A Amazônia não queimaria se não tivesse o bicho homem. O ser humano e as atividades humanas mudando a estrutura da paisagem, mudando as condições em que a Amazônia não queimaria, ela não era pra queimar. Porquê é uma floresta tropical úmida, mas acontece que o desmatamento causa uma fragmentação da paisagem. A borda dessa floresta fica mais sensível ao fogo, as pessoas usam o fogo por isso tem a fonte de ignição que vai escapar e entrar na borda dessa floresta.

As pessoas exploram a madeira de uma forma que não é uma forma sustentável, é convencional, que tira muitas espécies por hectare e deixa a floresta toda estragada, abrindo o dossel, a copa das árvores, entrando mais ar quente com aquele material quente, quebrado… Um material combustível perfeito para o fogo. Realmente, se não existisse atividade humana mexendo com essa floresta e impactando a resiliência dessa floresta ao fogo, não teria fogo na floresta.

Ou então, “ribeirinhos estão queimando a Amazônia”

Essa é a pior de todas. Primeiro que os ribeirinhos são uma população pequena comparada a dos pequenos, médios e grandes produtores da região em termos de área que ocupam. Eles desmatam no máximo 1 hectare por ano para subsistência em áreas que são normalmente bem florestadas, onde a floresta é mais resistente ao fogo. Muito diferente de hectares e hectares de floresta sendo desmatados. No Sul do Amazonas, em áreas de floresta pública, tipo 2 mil hectares desmatados. Você acha mesmo que quem faz isso é ribeirinho? Precisa de logística, equipamento, dinheiro pra fazer isso. O que um grileiro desmatou, como 2 mil hectares, precisaria de 2 mil famílias de ribeirinho pra fazer, no mínimo. Então, essa comparação é desproporcional.

Os indígenas também levam a culpa, não é?

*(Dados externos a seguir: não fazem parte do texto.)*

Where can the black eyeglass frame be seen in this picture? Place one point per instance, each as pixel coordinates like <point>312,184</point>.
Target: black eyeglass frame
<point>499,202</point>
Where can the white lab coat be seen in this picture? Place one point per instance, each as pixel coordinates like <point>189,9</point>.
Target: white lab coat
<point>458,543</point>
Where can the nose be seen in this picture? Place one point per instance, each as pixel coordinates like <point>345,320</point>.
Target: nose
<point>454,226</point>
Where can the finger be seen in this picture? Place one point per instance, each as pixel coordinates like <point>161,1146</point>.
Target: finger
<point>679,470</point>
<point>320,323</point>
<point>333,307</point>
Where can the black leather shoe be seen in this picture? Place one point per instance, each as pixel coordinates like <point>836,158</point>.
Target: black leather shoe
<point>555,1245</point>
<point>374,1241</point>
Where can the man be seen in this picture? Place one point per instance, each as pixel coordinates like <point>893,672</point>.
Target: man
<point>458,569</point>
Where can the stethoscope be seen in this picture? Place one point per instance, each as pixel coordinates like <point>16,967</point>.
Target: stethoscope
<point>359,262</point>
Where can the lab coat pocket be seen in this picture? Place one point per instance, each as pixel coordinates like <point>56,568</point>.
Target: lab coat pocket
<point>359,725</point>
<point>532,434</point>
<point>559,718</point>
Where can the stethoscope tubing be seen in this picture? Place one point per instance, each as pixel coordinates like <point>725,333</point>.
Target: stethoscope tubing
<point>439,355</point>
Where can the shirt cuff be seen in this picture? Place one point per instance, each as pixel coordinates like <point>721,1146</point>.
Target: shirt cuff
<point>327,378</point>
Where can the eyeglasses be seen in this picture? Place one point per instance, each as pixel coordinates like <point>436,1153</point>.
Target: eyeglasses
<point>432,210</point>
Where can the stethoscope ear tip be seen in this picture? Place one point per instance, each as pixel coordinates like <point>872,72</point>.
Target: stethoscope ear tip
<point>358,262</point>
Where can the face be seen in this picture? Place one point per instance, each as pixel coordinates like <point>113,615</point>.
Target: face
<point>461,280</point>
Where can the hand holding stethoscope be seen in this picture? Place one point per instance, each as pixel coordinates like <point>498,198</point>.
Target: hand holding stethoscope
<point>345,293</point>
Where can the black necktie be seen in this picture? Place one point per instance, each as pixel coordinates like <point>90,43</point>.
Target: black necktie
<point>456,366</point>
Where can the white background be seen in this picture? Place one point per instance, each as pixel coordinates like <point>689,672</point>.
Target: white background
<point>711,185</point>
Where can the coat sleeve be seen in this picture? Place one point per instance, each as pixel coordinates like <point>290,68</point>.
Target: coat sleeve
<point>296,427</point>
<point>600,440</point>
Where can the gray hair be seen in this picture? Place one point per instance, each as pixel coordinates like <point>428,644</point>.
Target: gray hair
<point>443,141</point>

O fogo é uma ferramenta de manejo tanto dos indígenas quanto dos pequenos produtores. Só que os indígenas dominam a técnica. Se a gente olha para a Amazônia, tem várias vegetações do tipo Cerrado e os indígenas dominam manejo do fogo, nunca queimam no período de seca extrema. Eles sabem que se isso sair do controle, a casa deles vai estar em perigo, a comida deles vai estar em perigo. Tem consciência e sabedoria ancestral. Então, queimam em outro período, por exemplo, quando vai chover. Eles têm essa noção do manejo integrado do fogo como parte de sua cultura. Queimar no período errado significa perder fonte de comida, perder sua casa, sua fonte, material que cobre a sua casa, com o qual você faz artesanato.

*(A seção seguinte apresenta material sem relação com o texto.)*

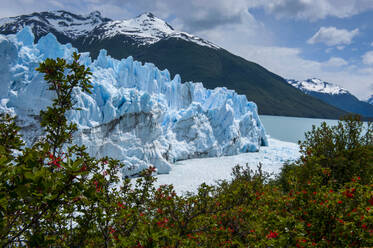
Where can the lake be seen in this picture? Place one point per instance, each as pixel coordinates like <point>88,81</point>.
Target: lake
<point>290,129</point>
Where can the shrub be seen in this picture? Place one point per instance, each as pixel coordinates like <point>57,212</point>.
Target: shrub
<point>53,194</point>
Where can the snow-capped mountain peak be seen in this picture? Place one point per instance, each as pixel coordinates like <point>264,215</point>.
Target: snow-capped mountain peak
<point>317,85</point>
<point>145,29</point>
<point>370,100</point>
<point>148,29</point>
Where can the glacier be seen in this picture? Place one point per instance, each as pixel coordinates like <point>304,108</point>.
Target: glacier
<point>136,112</point>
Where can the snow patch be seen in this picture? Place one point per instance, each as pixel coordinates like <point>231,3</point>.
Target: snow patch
<point>136,113</point>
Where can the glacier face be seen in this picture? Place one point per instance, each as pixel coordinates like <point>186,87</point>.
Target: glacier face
<point>136,113</point>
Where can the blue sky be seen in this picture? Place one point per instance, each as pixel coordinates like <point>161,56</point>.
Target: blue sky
<point>328,39</point>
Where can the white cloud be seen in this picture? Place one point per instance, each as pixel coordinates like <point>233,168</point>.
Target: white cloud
<point>316,9</point>
<point>332,36</point>
<point>368,58</point>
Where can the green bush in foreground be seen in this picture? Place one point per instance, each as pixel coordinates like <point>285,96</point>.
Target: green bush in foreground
<point>54,195</point>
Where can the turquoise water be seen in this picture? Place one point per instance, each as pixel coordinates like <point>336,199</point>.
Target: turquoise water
<point>290,129</point>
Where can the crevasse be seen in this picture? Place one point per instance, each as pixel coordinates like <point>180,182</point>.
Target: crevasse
<point>136,113</point>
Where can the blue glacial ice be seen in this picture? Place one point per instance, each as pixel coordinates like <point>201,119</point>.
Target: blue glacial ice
<point>136,113</point>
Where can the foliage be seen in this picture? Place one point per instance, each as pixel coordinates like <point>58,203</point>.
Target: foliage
<point>53,194</point>
<point>344,150</point>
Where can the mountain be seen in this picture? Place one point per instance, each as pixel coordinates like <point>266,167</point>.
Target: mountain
<point>136,112</point>
<point>333,95</point>
<point>370,100</point>
<point>150,39</point>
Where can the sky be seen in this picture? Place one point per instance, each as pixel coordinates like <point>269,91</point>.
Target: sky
<point>297,39</point>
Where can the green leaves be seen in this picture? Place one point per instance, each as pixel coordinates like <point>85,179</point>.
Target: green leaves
<point>54,194</point>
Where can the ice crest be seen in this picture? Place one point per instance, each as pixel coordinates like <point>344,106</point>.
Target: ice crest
<point>136,112</point>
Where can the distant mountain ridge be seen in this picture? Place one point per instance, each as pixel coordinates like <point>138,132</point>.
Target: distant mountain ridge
<point>333,95</point>
<point>370,100</point>
<point>150,39</point>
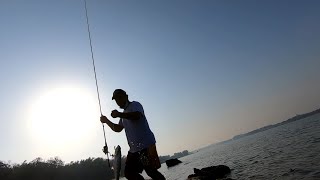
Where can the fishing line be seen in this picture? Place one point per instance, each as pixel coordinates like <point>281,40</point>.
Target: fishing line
<point>95,76</point>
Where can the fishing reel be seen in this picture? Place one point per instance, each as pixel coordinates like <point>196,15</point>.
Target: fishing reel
<point>105,149</point>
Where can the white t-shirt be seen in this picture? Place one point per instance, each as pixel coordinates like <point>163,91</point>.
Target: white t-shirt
<point>138,133</point>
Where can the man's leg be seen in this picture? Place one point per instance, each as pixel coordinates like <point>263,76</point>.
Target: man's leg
<point>133,167</point>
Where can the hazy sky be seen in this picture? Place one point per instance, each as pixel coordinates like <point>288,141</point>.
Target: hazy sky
<point>204,71</point>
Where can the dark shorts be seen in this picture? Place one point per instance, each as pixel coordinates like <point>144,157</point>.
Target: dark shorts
<point>145,159</point>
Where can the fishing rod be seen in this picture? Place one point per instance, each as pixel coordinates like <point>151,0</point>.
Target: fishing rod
<point>105,148</point>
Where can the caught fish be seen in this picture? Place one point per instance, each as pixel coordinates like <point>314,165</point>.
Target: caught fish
<point>117,162</point>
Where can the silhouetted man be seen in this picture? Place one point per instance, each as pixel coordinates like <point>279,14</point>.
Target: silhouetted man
<point>143,153</point>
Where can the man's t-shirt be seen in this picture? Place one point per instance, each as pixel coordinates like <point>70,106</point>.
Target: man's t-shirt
<point>138,133</point>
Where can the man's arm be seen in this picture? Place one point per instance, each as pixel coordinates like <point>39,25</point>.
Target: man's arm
<point>129,115</point>
<point>113,126</point>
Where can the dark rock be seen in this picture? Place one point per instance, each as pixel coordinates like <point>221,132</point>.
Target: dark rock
<point>210,173</point>
<point>172,162</point>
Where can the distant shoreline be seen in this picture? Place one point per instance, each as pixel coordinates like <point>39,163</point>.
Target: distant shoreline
<point>295,118</point>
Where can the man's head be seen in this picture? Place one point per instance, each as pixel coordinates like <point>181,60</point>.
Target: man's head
<point>121,97</point>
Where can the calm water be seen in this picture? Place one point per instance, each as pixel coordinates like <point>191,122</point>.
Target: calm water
<point>290,151</point>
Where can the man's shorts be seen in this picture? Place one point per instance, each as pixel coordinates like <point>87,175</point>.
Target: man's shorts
<point>145,159</point>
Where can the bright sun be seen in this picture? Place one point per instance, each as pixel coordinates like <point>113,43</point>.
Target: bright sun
<point>62,117</point>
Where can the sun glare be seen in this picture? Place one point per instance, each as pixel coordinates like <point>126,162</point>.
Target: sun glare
<point>62,118</point>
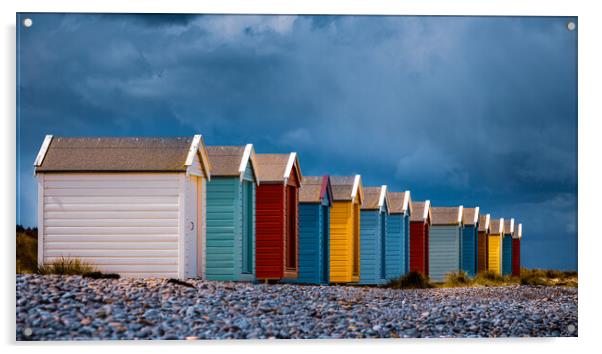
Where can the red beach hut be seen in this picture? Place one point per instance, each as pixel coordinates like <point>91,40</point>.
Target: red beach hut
<point>420,222</point>
<point>277,216</point>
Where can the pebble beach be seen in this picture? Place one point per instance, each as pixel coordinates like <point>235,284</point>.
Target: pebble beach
<point>76,308</point>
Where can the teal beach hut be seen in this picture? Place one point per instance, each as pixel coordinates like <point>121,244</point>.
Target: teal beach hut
<point>315,200</point>
<point>397,241</point>
<point>230,235</point>
<point>507,246</point>
<point>470,231</point>
<point>445,242</point>
<point>373,229</point>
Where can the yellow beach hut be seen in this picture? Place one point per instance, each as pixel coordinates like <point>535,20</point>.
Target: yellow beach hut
<point>345,228</point>
<point>496,230</point>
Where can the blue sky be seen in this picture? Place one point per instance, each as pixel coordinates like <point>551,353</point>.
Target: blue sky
<point>460,110</point>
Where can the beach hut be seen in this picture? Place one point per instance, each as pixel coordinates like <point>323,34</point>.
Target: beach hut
<point>494,245</point>
<point>397,249</point>
<point>373,230</point>
<point>315,200</point>
<point>470,229</point>
<point>420,223</point>
<point>348,196</point>
<point>482,254</point>
<point>126,205</point>
<point>507,247</point>
<point>277,213</point>
<point>518,235</point>
<point>230,237</point>
<point>445,242</point>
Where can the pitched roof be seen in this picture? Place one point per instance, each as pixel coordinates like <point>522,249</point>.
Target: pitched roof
<point>484,221</point>
<point>345,188</point>
<point>470,216</point>
<point>421,211</point>
<point>314,189</point>
<point>374,197</point>
<point>509,226</point>
<point>277,167</point>
<point>113,154</point>
<point>446,215</point>
<point>495,226</point>
<point>231,160</point>
<point>399,202</point>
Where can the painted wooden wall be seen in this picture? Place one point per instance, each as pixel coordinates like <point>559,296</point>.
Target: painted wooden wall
<point>516,257</point>
<point>444,251</point>
<point>482,251</point>
<point>134,224</point>
<point>507,255</point>
<point>418,247</point>
<point>224,240</point>
<point>344,242</point>
<point>270,230</point>
<point>495,254</point>
<point>469,249</point>
<point>394,250</point>
<point>373,223</point>
<point>313,243</point>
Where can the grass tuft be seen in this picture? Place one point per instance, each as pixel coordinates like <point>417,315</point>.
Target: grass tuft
<point>66,266</point>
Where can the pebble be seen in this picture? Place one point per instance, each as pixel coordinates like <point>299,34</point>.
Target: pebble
<point>72,308</point>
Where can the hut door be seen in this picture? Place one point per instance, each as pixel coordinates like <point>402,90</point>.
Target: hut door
<point>291,239</point>
<point>247,227</point>
<point>356,240</point>
<point>326,240</point>
<point>382,244</point>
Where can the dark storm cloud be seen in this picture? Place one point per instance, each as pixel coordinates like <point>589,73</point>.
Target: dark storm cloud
<point>459,110</point>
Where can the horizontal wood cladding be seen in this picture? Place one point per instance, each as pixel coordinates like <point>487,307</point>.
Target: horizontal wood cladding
<point>418,247</point>
<point>516,257</point>
<point>495,254</point>
<point>444,251</point>
<point>482,252</point>
<point>270,231</point>
<point>126,223</point>
<point>344,223</point>
<point>507,255</point>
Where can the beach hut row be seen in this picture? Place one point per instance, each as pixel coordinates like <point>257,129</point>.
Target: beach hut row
<point>176,208</point>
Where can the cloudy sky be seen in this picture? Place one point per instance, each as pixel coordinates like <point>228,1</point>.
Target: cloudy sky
<point>460,110</point>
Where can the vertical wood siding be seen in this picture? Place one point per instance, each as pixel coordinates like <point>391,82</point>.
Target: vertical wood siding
<point>482,252</point>
<point>516,257</point>
<point>495,254</point>
<point>270,231</point>
<point>118,222</point>
<point>469,250</point>
<point>507,255</point>
<point>444,251</point>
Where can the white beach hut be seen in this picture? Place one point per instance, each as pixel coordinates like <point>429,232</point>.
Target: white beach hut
<point>133,206</point>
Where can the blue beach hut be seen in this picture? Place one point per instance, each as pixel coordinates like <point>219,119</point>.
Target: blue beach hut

“Boi bombeiro reduz incêndios?”

A área de pastagem e o numero de cabeças de gado tem aumentado nos últimos anos. E isso de nada impacta na redução do fogo. Não ajudou a reduzir o fogo de 2019, nem de 2020, por exemplo, quando o Pantanal foi assolado por tragédia histórica. Além disso, ficou comprovado que os incêndios iniciaram em propriedades privadas que tinham como principal uso da terra, justamente a pecuária. Também houve corte orçamentário para o Prevfogo que acabou impactando a mobilização, o numero de brigadistas e a infraestrutura para o combate ao fogo.

“Outros países falam do Brasil, mas lá não param de queimar”

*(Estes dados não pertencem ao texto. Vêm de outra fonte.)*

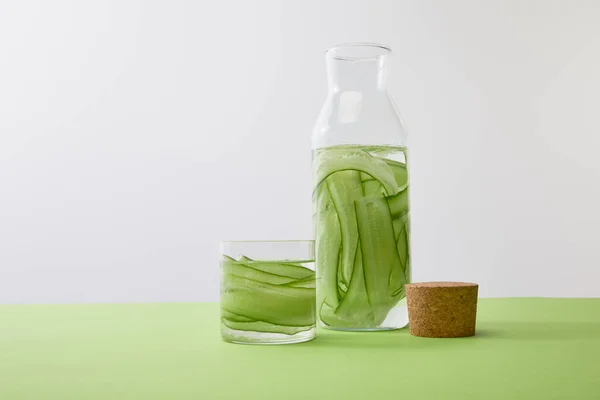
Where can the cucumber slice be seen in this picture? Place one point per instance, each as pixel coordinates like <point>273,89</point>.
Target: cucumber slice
<point>384,274</point>
<point>359,161</point>
<point>309,282</point>
<point>398,203</point>
<point>246,271</point>
<point>278,305</point>
<point>328,248</point>
<point>346,187</point>
<point>234,317</point>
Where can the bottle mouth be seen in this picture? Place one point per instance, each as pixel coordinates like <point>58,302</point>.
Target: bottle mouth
<point>358,52</point>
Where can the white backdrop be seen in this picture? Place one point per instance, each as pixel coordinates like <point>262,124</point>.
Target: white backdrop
<point>134,135</point>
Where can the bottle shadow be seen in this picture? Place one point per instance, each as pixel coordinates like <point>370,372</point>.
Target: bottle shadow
<point>509,331</point>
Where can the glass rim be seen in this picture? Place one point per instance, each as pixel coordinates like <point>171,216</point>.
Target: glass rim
<point>308,241</point>
<point>383,51</point>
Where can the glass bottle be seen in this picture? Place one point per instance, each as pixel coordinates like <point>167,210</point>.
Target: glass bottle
<point>360,195</point>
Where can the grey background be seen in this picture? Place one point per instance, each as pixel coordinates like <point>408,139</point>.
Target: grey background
<point>134,135</point>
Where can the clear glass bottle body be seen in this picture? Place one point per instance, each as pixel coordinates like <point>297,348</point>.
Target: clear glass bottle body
<point>360,195</point>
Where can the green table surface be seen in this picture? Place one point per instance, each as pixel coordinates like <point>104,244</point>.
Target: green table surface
<point>524,349</point>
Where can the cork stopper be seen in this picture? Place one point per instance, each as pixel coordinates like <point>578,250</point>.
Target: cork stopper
<point>442,309</point>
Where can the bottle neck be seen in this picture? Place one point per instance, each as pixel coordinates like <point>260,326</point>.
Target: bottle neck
<point>358,67</point>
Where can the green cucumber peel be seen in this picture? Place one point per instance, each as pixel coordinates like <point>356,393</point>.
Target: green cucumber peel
<point>361,217</point>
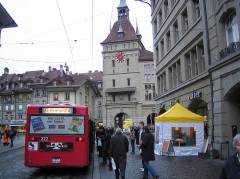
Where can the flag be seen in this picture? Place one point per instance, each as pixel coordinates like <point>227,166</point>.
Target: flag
<point>145,1</point>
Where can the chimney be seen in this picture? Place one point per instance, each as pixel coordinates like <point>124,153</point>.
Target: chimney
<point>6,71</point>
<point>61,71</point>
<point>66,68</point>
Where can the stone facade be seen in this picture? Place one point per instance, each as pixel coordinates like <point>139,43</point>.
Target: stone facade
<point>39,87</point>
<point>128,73</point>
<point>180,55</point>
<point>196,50</point>
<point>224,44</point>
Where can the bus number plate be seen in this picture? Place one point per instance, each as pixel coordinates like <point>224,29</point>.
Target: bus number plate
<point>44,138</point>
<point>56,160</point>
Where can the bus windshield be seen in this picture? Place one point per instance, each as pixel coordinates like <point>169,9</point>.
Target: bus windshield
<point>56,124</point>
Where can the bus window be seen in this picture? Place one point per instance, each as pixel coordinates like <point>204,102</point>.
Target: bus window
<point>66,125</point>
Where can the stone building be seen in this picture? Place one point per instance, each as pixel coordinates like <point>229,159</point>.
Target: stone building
<point>128,74</point>
<point>196,50</point>
<point>6,21</point>
<point>180,55</point>
<point>39,87</point>
<point>223,19</point>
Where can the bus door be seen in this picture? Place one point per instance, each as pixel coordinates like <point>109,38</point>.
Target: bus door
<point>54,138</point>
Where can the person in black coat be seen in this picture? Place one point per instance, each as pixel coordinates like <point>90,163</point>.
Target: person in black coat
<point>231,169</point>
<point>119,146</point>
<point>147,147</point>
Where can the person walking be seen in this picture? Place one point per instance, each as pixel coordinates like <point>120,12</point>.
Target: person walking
<point>119,146</point>
<point>6,136</point>
<point>231,168</point>
<point>148,155</point>
<point>132,139</point>
<point>12,135</point>
<point>141,134</point>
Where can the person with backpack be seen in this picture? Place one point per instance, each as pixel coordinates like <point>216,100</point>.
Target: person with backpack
<point>12,135</point>
<point>6,136</point>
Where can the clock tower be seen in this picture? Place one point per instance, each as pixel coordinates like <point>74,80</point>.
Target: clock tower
<point>124,59</point>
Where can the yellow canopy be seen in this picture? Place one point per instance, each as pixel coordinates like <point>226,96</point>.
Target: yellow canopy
<point>178,113</point>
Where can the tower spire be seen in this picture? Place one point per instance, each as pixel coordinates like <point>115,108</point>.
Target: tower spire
<point>123,10</point>
<point>137,32</point>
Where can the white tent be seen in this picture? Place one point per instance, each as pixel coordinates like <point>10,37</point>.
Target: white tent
<point>183,127</point>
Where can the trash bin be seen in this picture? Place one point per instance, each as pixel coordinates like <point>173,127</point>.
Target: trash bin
<point>224,150</point>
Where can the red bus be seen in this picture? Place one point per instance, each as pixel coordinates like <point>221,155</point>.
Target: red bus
<point>58,136</point>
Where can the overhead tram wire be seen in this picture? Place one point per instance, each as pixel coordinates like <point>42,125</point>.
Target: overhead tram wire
<point>65,30</point>
<point>92,36</point>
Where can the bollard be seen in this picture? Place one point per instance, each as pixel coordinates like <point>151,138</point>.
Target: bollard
<point>221,149</point>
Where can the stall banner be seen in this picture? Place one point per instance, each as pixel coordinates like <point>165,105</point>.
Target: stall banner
<point>57,125</point>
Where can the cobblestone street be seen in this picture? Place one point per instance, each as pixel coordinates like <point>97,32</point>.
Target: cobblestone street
<point>170,168</point>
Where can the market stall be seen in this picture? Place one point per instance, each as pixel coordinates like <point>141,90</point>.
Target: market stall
<point>184,128</point>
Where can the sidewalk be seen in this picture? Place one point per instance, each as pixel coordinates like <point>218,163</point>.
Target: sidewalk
<point>169,168</point>
<point>18,142</point>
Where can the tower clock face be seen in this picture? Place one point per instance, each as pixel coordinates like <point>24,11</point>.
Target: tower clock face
<point>120,57</point>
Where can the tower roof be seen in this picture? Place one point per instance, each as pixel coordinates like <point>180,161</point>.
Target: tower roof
<point>122,3</point>
<point>126,27</point>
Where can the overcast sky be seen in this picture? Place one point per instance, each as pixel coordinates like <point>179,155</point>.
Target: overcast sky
<point>40,40</point>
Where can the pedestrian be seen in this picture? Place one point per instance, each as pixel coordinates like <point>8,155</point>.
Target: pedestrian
<point>148,155</point>
<point>12,134</point>
<point>141,134</point>
<point>6,136</point>
<point>231,168</point>
<point>136,130</point>
<point>107,150</point>
<point>132,139</point>
<point>99,142</point>
<point>105,145</point>
<point>1,134</point>
<point>118,150</point>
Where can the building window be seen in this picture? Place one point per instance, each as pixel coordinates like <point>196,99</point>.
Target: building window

Bem, primeiro que os incêndios que afetaram a Europa esse ano e os Estados Unidos, como na Califórnia, são decorrentes principalmente da forte onda de calor que tem afetado esses países. Apesar de serem incêndios desproporcionais, a vegetação atingida tolera o fogo. Ecologicamente falando são ecossistemas que são adaptados ao fogo. Totalmente diferente da Amazônia que é um ecossistema sensível ao fogo. Em todo o caso, independentemente do que as pessoas de fora do Brasil pensam do fogo aqui, nós brasileiros deveríamos nos preocupar com o desperdício que tem sido gerado pelo desmatamento descontrolado que acaba gerando mais queimadas e mais incêndios.